ArtiFade:Learning to Invert Clean Concepts from Unclean Images
Student name: Yang Shuya
Student number: 3035832488
Collaborators: Mr. Hao, Shaozhe; Mr. Cao, Yukang
Supervisor name: Dr. Kenneth, K.Y. Wong
Introduction
Subject-driven image generation has seen significant advancements over the past two years. Existing methods can output images based on customized prompts with high subject reconstruction fidelity to the given subject. However, these methods typically require clean, high-quality input images. This prerequisite often does not align with real-world scenarios, where inputs might be polluted by watermarks or other artifacts. We introduce ArtiFade, a novel approach designed to address the challenge of generating high-quality, subject-driven images from unclean inputs. ArtiFade involves partially fine-tuning a diffusion model and simultaneously training an artifact-free embedding. Through extensive experiments, ArtiFade demonstrates remarkable results in removing both in-distribution and out-of-distribution artifacts while still preserving high subject fidelity during reconstruction. We only show high-level ideas and general experiments in the website.
Methodology
Workflow of ArtiFade. On the left, we perform ArtiFade fine-tuning by minimizing the reconstruction loss between the clean image and the generated image with its corresponding blemished embedding.

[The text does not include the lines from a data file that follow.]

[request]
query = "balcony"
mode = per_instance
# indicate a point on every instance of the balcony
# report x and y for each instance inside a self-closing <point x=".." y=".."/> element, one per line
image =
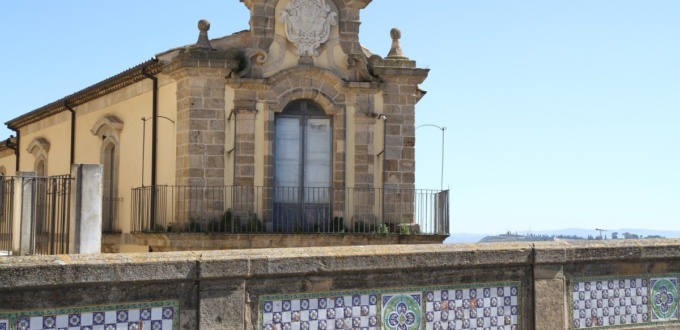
<point x="283" y="210"/>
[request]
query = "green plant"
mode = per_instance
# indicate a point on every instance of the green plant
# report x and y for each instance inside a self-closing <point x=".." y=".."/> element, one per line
<point x="405" y="229"/>
<point x="194" y="226"/>
<point x="383" y="230"/>
<point x="254" y="225"/>
<point x="362" y="227"/>
<point x="338" y="225"/>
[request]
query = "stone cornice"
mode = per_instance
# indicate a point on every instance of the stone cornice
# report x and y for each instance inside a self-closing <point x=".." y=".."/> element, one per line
<point x="23" y="272"/>
<point x="110" y="85"/>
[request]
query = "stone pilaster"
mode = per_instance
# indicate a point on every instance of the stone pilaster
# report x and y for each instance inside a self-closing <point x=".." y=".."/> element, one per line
<point x="201" y="121"/>
<point x="363" y="198"/>
<point x="400" y="80"/>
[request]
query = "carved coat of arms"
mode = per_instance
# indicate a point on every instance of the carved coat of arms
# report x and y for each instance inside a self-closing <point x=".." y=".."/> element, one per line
<point x="308" y="24"/>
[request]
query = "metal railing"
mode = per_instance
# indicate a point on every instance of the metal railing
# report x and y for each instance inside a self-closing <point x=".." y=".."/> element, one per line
<point x="6" y="214"/>
<point x="52" y="206"/>
<point x="238" y="209"/>
<point x="110" y="207"/>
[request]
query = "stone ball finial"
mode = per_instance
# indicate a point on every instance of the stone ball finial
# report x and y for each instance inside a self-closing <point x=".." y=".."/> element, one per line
<point x="203" y="40"/>
<point x="204" y="25"/>
<point x="395" y="34"/>
<point x="395" y="50"/>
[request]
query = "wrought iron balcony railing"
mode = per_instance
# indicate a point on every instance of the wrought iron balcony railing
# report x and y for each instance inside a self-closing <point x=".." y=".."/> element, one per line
<point x="238" y="209"/>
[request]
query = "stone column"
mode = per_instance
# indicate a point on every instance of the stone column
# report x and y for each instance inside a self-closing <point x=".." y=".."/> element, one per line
<point x="86" y="209"/>
<point x="400" y="94"/>
<point x="201" y="121"/>
<point x="22" y="242"/>
<point x="549" y="286"/>
<point x="244" y="191"/>
<point x="363" y="197"/>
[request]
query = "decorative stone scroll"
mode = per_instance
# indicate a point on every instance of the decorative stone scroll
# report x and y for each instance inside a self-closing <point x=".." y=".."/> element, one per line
<point x="308" y="24"/>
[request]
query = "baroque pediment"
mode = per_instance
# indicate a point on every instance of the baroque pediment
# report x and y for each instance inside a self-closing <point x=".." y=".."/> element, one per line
<point x="308" y="24"/>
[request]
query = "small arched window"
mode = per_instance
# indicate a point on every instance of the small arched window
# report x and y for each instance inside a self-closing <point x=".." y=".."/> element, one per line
<point x="303" y="161"/>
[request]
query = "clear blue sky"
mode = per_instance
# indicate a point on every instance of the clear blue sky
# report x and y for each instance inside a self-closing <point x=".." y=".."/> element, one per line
<point x="558" y="113"/>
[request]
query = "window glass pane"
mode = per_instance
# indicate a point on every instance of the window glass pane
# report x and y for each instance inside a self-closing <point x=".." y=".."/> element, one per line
<point x="317" y="171"/>
<point x="287" y="159"/>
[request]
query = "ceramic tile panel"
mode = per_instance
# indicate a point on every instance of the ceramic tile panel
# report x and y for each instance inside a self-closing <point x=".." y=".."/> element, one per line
<point x="490" y="307"/>
<point x="496" y="306"/>
<point x="620" y="302"/>
<point x="132" y="316"/>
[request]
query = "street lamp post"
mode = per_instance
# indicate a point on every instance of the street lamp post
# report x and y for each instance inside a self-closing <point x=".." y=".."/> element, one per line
<point x="144" y="119"/>
<point x="441" y="184"/>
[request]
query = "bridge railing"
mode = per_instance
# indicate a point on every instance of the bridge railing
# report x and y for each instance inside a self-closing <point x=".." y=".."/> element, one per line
<point x="247" y="209"/>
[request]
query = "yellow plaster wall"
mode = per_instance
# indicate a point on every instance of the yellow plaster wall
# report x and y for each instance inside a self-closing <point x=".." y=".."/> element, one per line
<point x="129" y="105"/>
<point x="7" y="162"/>
<point x="57" y="131"/>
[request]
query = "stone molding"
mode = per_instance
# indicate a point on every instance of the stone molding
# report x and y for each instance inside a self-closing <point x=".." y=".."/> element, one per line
<point x="107" y="125"/>
<point x="107" y="86"/>
<point x="36" y="271"/>
<point x="38" y="146"/>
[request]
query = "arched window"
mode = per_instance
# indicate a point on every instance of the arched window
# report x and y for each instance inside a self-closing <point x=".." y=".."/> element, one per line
<point x="39" y="148"/>
<point x="108" y="130"/>
<point x="302" y="167"/>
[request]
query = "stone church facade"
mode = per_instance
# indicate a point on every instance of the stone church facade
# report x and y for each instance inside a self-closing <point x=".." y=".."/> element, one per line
<point x="294" y="109"/>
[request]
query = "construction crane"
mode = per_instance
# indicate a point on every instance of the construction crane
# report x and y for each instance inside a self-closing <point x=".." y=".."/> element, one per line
<point x="601" y="230"/>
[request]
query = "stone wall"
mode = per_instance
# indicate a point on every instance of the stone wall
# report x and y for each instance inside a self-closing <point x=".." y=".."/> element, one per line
<point x="553" y="285"/>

We evaluate the performance of our method by using our fine-tuned U-Net model with a new type of blemished embedding, as shown on the right.
Experiments
Evaluation metrics
(1) the fidelity of subject reconstruction (IDINO and ICLIP) – calculating similarity between clean datasets and genreated images
(2) the fidelity of text conditioning (TCLIP) – calculating similarity between text prompts and genreated images
(3) the effectiveness of mitigating the impacts of artifacts (RDINO and RCLIP) – calculating similarity between unclean datasets and genreated images
QUANTITATIVE COMPARISONS
We can observe that the use of blemished embeddings in Textual Inversion leads to comprehensive performance decline. In contrast, our method consistently achieves higher scores than Textual Inversion with blemished embeddings across the board, demonstrating the efficiency of ArtiFade in various aspects.
\
Qualitative Comparisons
In-distribution comparisons
Out-of-distribution comparisons
Applications
Our ArtiFade model can be applied to remove various unwanted artifacts in the input images for subject-driven image generation, e.g. stickers and glass effect.